La réparation peut être matérielle : les dégâts causés par l’offense sont réparés, ce qui est important pour la victime mais aussi pour tout le monde ; Susan Sharpe donne l’exemple de la catastrophe naturelle, où il est important en soi qu’il y ait restauration des dégâts pour que la vie continue. Elle peut donc porter sur le remboursement des biens abîmés (ou leur réparation littérale), leur restitution (en cas de vol), le remboursement des frais liés à l’offense (en cas d’agression ou de situations traumatiques, le remboursement des frais médicaux et thérapeutiques, le remboursement de perte de salaire liés aux absences, etc.), des dons d’argent (ou de temps de travail bénévole) à des associations liés à ce ce genre d’offense (aide aux victimes, associations militantes… ).
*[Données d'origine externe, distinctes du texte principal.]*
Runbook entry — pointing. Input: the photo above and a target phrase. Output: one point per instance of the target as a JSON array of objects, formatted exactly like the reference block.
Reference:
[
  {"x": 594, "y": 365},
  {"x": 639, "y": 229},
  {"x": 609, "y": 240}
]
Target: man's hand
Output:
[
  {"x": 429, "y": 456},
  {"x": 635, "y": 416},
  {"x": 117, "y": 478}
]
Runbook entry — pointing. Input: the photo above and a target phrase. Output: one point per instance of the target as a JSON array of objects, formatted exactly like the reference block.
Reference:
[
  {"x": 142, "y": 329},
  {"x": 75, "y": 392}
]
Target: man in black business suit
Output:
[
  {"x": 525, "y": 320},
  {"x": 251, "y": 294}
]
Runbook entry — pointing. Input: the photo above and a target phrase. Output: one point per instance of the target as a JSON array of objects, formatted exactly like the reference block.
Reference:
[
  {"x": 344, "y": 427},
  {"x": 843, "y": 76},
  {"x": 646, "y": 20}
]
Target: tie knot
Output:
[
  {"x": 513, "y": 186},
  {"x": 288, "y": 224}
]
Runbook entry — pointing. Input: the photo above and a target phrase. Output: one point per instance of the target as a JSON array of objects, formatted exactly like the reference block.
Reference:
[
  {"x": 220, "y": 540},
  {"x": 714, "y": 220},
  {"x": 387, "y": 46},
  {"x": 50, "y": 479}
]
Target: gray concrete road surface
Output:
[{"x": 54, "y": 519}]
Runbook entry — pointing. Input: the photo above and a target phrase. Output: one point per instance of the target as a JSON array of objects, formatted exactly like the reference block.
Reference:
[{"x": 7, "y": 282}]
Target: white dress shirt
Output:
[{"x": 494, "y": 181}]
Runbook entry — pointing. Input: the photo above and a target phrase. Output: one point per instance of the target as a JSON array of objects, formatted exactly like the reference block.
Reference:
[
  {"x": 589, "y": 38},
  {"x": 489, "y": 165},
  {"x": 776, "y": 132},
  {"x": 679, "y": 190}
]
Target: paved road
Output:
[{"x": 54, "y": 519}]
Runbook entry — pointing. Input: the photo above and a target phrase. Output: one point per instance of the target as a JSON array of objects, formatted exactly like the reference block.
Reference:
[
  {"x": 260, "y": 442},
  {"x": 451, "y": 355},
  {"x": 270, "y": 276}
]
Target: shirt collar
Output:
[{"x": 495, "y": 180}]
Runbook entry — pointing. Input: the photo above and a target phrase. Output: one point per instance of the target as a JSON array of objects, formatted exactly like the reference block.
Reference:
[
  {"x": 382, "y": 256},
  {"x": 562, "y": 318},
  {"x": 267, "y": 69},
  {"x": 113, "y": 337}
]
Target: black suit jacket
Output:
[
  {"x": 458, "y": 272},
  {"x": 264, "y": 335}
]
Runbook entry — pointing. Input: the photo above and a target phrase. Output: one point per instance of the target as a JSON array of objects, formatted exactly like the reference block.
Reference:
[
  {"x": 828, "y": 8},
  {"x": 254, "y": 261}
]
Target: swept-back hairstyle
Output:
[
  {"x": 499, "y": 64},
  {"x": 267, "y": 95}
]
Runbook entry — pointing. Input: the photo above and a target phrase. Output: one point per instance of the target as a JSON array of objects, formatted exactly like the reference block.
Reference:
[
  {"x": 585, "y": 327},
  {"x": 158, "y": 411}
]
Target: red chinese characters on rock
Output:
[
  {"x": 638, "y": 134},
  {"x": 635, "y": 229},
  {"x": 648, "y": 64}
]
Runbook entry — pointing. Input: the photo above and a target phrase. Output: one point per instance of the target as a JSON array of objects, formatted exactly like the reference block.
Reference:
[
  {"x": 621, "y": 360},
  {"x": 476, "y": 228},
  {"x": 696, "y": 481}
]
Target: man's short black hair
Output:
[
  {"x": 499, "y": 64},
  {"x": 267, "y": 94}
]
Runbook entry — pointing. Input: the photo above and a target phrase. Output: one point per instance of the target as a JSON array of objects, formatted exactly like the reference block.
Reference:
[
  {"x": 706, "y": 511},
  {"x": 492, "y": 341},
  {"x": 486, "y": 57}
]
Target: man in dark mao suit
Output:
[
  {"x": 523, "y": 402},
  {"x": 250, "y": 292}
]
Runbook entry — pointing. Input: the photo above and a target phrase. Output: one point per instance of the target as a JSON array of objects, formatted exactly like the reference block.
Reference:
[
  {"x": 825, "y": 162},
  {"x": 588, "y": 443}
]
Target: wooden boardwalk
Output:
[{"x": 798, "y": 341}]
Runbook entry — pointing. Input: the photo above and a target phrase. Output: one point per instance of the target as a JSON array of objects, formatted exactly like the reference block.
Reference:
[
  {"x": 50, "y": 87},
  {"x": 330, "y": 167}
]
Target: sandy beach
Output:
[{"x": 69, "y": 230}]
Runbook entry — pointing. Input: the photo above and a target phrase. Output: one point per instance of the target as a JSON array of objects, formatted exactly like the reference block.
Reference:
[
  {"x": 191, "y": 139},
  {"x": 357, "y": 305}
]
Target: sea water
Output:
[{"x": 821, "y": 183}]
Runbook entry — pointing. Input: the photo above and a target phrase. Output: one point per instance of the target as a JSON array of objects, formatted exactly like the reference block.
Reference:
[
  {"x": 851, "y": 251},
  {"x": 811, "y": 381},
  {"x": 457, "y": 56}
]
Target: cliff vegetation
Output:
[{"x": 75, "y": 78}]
Et cette réparation peut être aussi symbolique : si l’offenseur engage lui-même ses forces, moyens à reconstruire la maison d’une meilleure façon qu’avant, avec énormément de soins pour que la victime soit au mieux possible dans le futur, non seulement il répare matériellement les dégâts, mais il montre une véritable expression sincère de remords, de regrets, le fait qu’il comprend qu’elle ait été mal considérée à cause de ses actes et qu’il veut vraiment y remédier.
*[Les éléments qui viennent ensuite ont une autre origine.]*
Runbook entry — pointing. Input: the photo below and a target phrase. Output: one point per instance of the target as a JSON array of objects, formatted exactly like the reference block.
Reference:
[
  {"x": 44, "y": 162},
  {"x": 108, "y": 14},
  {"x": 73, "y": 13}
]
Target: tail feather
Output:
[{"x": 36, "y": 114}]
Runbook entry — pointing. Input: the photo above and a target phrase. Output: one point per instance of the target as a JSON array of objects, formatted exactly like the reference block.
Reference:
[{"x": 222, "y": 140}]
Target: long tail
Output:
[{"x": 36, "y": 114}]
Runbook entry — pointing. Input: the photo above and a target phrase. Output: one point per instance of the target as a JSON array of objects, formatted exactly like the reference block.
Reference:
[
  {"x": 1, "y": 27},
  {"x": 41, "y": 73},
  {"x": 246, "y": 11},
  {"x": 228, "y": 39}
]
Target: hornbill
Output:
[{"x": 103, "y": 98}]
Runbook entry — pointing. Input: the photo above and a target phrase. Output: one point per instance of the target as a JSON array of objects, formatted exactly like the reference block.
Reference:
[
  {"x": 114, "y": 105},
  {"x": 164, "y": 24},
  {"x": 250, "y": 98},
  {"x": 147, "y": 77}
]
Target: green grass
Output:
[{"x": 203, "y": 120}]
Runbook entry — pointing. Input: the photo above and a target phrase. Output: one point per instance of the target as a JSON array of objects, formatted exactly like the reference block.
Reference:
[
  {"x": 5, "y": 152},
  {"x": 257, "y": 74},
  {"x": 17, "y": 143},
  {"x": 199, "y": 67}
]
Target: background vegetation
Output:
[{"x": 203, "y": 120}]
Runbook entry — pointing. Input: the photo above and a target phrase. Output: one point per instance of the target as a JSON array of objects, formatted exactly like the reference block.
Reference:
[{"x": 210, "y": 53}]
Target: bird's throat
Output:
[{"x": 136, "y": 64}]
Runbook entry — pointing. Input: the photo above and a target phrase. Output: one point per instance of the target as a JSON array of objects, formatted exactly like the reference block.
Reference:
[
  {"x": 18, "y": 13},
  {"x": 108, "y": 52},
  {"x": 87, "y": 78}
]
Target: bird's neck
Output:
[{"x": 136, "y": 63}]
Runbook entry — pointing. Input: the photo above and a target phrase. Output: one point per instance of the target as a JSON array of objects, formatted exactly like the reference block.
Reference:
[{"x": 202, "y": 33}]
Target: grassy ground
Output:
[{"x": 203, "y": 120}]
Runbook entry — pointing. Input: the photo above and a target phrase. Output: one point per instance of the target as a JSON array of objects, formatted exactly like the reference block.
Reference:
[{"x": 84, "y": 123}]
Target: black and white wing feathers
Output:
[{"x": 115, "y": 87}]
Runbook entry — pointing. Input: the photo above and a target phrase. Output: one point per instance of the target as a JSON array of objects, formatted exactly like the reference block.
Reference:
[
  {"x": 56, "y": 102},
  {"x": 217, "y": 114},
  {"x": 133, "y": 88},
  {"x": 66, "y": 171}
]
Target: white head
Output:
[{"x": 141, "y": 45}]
Parfois, les offenses ne concernent pas des choses matérielles, la réparation peut n’être que symbolique : c’est souvent en premier lieu l’écoute de ce que la victime a à dire, répondre à ses questions, et s’excuser sincèrement. Cette réparation symbolique de l’excuse ne sert pas seulement à l’offenseur à montrer sa bonne volonté, mais dans le cas où la communauté est présente, c’est aussi « une déclaration morale à la communauté selon laquelle elles avaient raison [les victimes] et que l’autre [l’offenseur] avait tort »5. La situation est clarifiée, et, on le verra, cela est très important pour les victimes car elles ont parfois tendance à se blâmer elles-mêmes, à se dénigrer, voire à subir les offenses sans les considérer comme telles ; il y a quelque chose qui peut être thérapeutique dans le fait que l’offenseur s’affiche ouvertement coupable et s’excuse sincèrement, et cela donne à la communauté une clarté sur l’offense (et évite le blâme sur les victimes, blâme parfois consécutif à des préjugés ancrés dans une culture donnée ). Autrement dit, cela montre aux victimes que le tort subi était bien un tort, qu’elles n’étaient pas en faute.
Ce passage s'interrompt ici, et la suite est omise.